Argentine Industrialists Call for American System Principles, A National Development Bank

November 13, 2007 (LPAC)--Leaders of the Argentine Industrial Union (UIA) have issued a call for the creation of a National Development Bank, "to have a financial instrument for productive investment." The model, even if they don't mention it, is the First and Second Banks of the United States, based on Alexander Hamilton's plans, and the issuance of industrial and agricultural credit by Franklin Roosevelt's New Deal.

At various points in its past history, particularly during the latter part of the 19th Century, the UIA has embraced the protectionist policies associated with the American System of Political Economy, to promote industrial development. While the UIA hasn't maintained this outlook consistently, now under the pro-industry model adopted by President Nestor Kirchner over the past five years, today's UIA states emphatically that "we are betting on an industrialist model" and demanding the means to finance it.

The UIA's Vice President, Osvaldo Rial, points to Brazil's giant National Economic and Social Development Bank (BNDES) as a model for the kind of entity Argentina needs, but on a smaller scale. BNDES was founded during the second Presidency of nationalist President Getulio Vargas in the early 1950s, for the explicit purpose of financing Brazil's industrialization. Its Vice President, Armando Mariante, will be one of the speakers at the UIA's annual conference Nov. 15-16, whose title is "From Industrial Recovery to a Development Project."

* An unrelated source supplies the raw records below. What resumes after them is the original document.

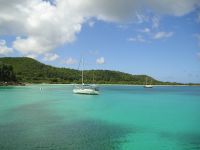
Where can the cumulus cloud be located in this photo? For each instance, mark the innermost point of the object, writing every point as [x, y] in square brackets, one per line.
[197, 35]
[50, 57]
[161, 35]
[198, 18]
[138, 38]
[70, 61]
[4, 49]
[145, 30]
[198, 55]
[100, 60]
[41, 26]
[31, 56]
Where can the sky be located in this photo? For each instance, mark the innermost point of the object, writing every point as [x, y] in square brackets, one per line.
[156, 38]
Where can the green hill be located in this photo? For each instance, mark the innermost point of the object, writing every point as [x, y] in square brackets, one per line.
[31, 71]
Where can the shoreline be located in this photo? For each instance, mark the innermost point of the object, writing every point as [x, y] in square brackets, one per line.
[29, 84]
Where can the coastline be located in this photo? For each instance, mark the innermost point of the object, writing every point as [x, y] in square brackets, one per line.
[29, 84]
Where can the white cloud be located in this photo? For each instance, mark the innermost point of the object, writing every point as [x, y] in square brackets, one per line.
[91, 23]
[41, 26]
[138, 38]
[4, 50]
[31, 56]
[198, 55]
[161, 35]
[198, 18]
[71, 61]
[50, 57]
[155, 22]
[145, 30]
[100, 60]
[198, 38]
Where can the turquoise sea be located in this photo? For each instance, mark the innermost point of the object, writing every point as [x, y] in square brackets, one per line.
[120, 118]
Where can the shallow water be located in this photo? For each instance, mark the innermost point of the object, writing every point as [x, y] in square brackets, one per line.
[120, 118]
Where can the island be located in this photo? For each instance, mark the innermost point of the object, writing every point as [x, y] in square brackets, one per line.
[22, 70]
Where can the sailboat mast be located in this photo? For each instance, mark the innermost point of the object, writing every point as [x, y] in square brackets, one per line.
[82, 71]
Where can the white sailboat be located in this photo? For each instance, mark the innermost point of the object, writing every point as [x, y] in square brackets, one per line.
[85, 88]
[148, 85]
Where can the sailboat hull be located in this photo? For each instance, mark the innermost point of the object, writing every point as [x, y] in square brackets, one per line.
[86, 91]
[148, 86]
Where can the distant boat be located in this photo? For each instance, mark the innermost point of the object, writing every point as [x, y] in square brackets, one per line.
[148, 85]
[90, 89]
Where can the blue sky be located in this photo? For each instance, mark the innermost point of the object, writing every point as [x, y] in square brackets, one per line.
[163, 43]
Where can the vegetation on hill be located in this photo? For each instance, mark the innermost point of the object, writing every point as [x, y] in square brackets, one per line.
[31, 71]
[6, 73]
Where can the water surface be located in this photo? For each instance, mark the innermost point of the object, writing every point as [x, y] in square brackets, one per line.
[120, 118]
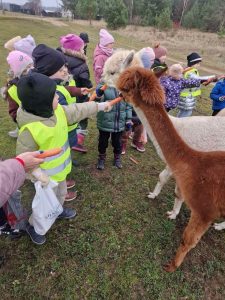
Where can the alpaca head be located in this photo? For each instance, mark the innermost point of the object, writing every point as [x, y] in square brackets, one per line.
[138, 84]
[118, 62]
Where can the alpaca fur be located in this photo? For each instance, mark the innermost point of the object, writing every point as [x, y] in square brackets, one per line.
[200, 176]
[201, 132]
[115, 64]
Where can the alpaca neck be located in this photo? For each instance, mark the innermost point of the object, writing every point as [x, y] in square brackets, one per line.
[172, 146]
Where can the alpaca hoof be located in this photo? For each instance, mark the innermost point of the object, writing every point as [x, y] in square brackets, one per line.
[219, 226]
[152, 195]
[170, 267]
[171, 215]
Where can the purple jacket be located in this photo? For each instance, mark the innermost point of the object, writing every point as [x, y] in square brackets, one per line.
[173, 87]
[99, 60]
[12, 176]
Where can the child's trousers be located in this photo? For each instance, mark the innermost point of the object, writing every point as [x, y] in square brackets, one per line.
[103, 141]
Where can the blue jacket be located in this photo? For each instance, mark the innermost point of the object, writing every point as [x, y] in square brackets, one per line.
[216, 93]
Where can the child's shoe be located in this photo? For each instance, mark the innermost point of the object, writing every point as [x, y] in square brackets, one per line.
[124, 148]
[101, 162]
[68, 213]
[35, 237]
[138, 146]
[117, 161]
[70, 196]
[14, 133]
[70, 183]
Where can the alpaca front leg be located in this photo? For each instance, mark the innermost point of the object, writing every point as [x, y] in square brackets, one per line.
[191, 236]
[177, 205]
[219, 226]
[163, 178]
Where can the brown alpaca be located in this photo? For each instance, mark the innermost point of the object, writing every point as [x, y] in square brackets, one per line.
[199, 175]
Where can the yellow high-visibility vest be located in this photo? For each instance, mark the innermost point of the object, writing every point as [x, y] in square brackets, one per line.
[13, 94]
[57, 167]
[195, 91]
[69, 100]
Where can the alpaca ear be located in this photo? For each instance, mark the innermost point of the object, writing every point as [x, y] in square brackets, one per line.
[128, 60]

Argentina's President-elect, Sen. Cristina Fernandez de Kirchner, has been invited to address the closing session of the UIA's conference, where she is expected to outline her plans for expanding the industrialization process begun by her husband, and to provide details on her proposed "social pact" among labor, business and government. UIA President Carlos Lascurain has rejected the idea that a social pact would simply be "an agreement among corporations dealing only with prices and wages," stressing that it must rather address a range of issues that are in "the interests of all the parties."